All this information must be transmitted from
CERN to laboratories around the world for
analysis. The computer science being put in place
to deal with this and similar phenomena forms the
technological aspect of the predicted scientific
revolution.
Such solutions, however, are merely an extension
of the existing paradigm of collecting and
ordering data by whatever technological means are
available, but leaving the value-added stuff of
interpretation to the human brain. What really
interested Dr Emmott's team was whether computers
could participate meaningfully in this process,
too. That truly would be a paradigm shift in
scientific method.
And computer science does, indeed, seem to be
developing a role not only in handling data, but
also in analysing and interpreting them. For
example, devices such as "data cubes" organise
information as a collection of independent
variables (such as the charges and energies of
particles involved in collisions) and their
dependent measurements (where and when the
collisions took place). This saves physicists a
lot of work in deciphering the links between,
say, the time elapsed since the initial collision
and the types of particle existing at that
moment. Meanwhile, in meteorology and
epidemiology, computer science is being used to
develop models of climate change and the spread
of diseases including bird flu, SARS (severe
acute respiratory syndrome) and malaria.
Roboboffin
Stephen Muggleton, the head of computational
bio-informatics at Imperial College, London, has,
meanwhile, taken the involvement of computers
with data handling one step further. He argues
they will soon play a role in formulating
scientific hypotheses and designing and running
experiments to test them. The data deluge is such
that human beings can no longer be expected to
spot patterns in the data. Nor can they grasp the
size and complexity of one database and see how
it relates to another. Computers-he dubs them
"robot scientists"-can help by learning how to do
the job. A couple of years ago, for example, a
team led by Ross King of the University of Wales,
Aberystwyth, demonstrated that a learning machine
performed better than humans at selecting
experiments that would discriminate between
hypotheses about the genetics of yeast.
And it is in biology that computing science is
likely to have its greatest impact. The report
argues that cells and complex cellular systems
can be seen as information-processing systems, so
there is a natural fit between them and
computational logic circuits. That could lead to
new developments in biology, biotechnology and
medicine, as well as in computer science.

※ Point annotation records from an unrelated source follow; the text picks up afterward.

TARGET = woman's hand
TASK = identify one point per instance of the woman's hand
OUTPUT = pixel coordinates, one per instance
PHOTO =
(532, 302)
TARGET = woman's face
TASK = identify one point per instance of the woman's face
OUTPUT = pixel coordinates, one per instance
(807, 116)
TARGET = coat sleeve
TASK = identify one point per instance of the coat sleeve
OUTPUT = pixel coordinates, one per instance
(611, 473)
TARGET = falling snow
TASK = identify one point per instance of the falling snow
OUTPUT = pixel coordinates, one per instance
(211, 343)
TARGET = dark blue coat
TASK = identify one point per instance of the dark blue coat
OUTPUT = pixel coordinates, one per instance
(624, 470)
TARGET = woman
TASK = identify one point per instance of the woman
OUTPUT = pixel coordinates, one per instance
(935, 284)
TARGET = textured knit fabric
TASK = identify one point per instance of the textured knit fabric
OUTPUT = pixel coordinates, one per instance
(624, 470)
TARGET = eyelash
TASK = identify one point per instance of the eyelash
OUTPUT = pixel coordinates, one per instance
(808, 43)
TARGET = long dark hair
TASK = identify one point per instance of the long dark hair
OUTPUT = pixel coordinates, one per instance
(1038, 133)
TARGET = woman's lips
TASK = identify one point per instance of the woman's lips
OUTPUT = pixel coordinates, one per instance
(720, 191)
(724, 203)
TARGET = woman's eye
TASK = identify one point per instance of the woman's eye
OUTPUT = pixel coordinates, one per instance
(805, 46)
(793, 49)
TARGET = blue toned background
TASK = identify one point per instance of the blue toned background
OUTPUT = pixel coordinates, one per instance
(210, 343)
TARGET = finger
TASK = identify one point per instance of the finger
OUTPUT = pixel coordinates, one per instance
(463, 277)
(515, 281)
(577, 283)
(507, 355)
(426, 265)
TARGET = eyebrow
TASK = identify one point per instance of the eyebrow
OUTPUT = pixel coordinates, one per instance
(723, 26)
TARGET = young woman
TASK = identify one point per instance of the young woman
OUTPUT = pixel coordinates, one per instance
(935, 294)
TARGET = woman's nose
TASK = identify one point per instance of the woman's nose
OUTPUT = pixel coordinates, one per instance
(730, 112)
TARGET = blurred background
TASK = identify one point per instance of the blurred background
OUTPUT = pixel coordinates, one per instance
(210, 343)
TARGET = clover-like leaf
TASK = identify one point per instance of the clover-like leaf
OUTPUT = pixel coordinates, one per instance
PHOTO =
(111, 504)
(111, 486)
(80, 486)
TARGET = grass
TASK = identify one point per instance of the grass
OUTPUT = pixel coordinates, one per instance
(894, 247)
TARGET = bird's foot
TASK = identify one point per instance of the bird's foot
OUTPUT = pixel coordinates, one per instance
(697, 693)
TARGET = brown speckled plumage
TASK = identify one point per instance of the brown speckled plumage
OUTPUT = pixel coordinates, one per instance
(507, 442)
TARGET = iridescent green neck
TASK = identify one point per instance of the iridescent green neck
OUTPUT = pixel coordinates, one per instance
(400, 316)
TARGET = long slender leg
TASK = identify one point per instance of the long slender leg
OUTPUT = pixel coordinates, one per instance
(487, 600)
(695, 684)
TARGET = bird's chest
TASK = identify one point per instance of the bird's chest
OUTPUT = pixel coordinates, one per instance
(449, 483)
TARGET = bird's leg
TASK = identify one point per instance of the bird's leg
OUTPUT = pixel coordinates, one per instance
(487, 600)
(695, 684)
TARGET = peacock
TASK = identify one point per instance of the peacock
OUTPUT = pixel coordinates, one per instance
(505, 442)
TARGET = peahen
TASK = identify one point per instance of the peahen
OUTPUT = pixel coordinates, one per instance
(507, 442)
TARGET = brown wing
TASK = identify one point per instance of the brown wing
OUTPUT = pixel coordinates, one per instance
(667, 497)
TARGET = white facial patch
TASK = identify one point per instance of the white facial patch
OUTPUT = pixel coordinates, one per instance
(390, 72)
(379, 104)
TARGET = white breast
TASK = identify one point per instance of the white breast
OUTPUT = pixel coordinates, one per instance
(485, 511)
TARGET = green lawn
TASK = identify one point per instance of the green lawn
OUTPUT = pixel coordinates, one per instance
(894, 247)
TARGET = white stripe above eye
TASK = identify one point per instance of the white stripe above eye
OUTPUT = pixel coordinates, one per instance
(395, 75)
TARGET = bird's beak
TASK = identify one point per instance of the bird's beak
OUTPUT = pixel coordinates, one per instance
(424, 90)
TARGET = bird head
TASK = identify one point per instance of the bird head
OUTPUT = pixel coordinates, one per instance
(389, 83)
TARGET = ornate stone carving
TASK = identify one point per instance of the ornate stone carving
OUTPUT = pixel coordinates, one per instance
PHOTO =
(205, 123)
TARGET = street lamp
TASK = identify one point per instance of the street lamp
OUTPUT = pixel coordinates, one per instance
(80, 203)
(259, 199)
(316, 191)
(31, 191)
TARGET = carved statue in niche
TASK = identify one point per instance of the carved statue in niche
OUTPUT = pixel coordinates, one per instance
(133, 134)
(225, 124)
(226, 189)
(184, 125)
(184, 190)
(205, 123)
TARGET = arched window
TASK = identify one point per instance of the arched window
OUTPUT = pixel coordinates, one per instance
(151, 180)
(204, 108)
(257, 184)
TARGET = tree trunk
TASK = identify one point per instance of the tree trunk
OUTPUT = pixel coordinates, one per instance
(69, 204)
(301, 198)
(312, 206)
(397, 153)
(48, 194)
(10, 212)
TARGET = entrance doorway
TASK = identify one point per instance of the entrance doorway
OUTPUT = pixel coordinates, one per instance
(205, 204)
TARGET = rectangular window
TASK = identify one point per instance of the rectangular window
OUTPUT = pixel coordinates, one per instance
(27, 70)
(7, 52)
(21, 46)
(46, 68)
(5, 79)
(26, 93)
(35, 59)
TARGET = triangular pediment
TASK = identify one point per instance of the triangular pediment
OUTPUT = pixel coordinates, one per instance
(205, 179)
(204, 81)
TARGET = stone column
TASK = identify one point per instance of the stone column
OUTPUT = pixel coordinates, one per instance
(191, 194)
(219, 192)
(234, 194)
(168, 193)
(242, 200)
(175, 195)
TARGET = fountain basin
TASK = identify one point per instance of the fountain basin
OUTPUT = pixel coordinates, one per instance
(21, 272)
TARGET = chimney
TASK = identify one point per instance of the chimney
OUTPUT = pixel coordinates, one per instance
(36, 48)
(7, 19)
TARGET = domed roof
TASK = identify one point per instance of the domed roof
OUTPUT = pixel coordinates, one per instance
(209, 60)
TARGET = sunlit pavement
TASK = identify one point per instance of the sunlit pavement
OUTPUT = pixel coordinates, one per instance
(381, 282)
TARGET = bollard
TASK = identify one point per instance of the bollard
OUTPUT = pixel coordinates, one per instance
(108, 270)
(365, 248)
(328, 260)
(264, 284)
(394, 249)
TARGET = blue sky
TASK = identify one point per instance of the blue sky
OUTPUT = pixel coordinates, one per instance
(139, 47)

It is, perhaps, hardly unexpected that if 34
scientists with an interest in computing are
asked to comment on the importance of computer
science, they will find that it is, indeed, "The
Future". Even so, the team's case is a
respectable one. Indeed, this week's issue of
Nature has given it "earthquake
coverage"-devoting several pages to news and
comment about the report. And Microsoft Research
Cambridge also announced that it will provide
¤2.5m ($3m) to support research that addresses
policy areas outlined by the report, which
include a reform of the education system and the
creation of new kinds of research institutes.
This is, admittedly, a small sum. If Microsoft
wants the world to take its claims-and those of
the scientists it commissioned to think about
such things-seriously, then it should put more
money where its mouth is. Otherwise the old guard
might hang around rather longer than expected.